The French government announced it would drop a hotly contested article in a security bill that recently passed the National Assembly after more than 100,000 people across France came out to protest.
Christophe Castaner, a member of President Emmanuel Macron’s ruling LREM party, told reporters Monday that the government would craft a “completely new writing” of the article, according to the Journal du Dimanche.
“We know that doubts still exist,” Castaner said. “We must listen to those doubts. … When such a misunderstanding continues to intensify on such a fundamental subject, we have a duty to collectively question ourselves.”
The bill in question, the Global Security Bill, will head to the Senate in December. Article 24, the bill’s most widely criticized section, which was dropped, banned the publication of images that could lead to the identification of law enforcement officers “with the intent to cause them harm, physically or mentally.”
The bill also strengthens the government’s ability to surveil the public, authorizing both the use of drones to record people in public and police body cameras to be livestreamed to authorities.
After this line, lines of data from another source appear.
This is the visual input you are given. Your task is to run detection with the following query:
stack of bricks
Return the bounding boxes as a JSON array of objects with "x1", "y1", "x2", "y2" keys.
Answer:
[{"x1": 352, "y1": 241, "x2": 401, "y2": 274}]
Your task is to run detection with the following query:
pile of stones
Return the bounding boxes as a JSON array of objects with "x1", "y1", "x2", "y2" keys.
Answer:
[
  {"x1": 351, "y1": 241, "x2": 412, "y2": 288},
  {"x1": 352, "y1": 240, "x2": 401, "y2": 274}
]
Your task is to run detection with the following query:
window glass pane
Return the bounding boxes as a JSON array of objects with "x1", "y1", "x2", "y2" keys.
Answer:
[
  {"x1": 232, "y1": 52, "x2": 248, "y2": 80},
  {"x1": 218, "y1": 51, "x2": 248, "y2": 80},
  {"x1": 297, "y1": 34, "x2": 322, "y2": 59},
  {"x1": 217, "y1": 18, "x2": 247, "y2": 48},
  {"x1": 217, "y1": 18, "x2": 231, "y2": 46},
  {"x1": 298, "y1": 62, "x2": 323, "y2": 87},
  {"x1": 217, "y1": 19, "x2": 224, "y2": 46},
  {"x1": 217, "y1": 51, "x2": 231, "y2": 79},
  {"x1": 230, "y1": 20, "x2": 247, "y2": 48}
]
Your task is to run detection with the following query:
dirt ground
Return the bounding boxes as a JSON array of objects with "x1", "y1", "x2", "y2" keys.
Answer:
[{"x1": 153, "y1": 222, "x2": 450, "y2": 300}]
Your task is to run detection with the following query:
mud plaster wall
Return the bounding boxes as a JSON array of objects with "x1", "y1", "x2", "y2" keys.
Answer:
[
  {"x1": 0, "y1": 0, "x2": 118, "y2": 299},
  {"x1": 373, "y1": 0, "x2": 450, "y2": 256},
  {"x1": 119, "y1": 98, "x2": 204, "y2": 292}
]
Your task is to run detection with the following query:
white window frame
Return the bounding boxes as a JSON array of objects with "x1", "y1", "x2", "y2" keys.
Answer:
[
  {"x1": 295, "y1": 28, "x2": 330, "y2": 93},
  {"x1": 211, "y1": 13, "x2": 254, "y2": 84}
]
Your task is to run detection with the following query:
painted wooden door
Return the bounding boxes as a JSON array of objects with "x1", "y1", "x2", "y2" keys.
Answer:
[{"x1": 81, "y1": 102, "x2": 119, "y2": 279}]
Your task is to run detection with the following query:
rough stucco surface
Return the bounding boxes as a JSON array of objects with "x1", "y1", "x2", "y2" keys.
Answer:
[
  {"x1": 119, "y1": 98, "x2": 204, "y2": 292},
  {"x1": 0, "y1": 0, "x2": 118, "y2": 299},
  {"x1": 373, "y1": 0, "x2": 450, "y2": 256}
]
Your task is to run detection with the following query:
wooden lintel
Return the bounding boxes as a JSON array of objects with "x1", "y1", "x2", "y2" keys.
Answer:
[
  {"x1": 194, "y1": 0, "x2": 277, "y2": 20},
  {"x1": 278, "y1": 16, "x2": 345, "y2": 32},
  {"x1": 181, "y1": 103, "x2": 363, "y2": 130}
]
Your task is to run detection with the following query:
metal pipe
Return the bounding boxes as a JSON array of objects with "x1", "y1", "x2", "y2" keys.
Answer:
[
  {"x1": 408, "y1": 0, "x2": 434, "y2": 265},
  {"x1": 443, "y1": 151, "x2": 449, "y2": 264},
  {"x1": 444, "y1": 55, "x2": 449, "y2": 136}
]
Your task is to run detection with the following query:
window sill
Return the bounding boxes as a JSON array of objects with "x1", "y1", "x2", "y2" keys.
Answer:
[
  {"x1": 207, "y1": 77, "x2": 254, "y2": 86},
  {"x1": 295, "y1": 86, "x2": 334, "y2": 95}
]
France has faced something of a reckoning since the death of George Floyd in the United States. The country’s “longstanding failure to fully integrate Muslim and African populations from its form colonies” have been exacerbated by a predominantly white police force that targets African and Arab youths for abusive arrests and has a “long track record” of deaths of minorities in custody, according to the New York Times. These failures came to a head last week after a video was published showing police officers beating Michel Zecler, a black music producer, in what AFP called “racial abuse.”
Four French police officers were charged Monday in connection to the assault on Zecler, according to the Washington Post. Two of the four were granted provisional release.
French authorities do not keep demographic statistics on the basis of race or religion, making it more difficult to prosecute systemic abuses or craft civil rights legislation like that which has been passed in the U.S.
Despite the promise of a rewrite, Castaner maintained that the purpose of the article must remain to better protect police with regard to journalists and everyday citizens who post images of law enforcement officers on social media, according to Bloomberg.
“France should be the country of no violence or any infringement of any freedom whatsoever,” Castaner said.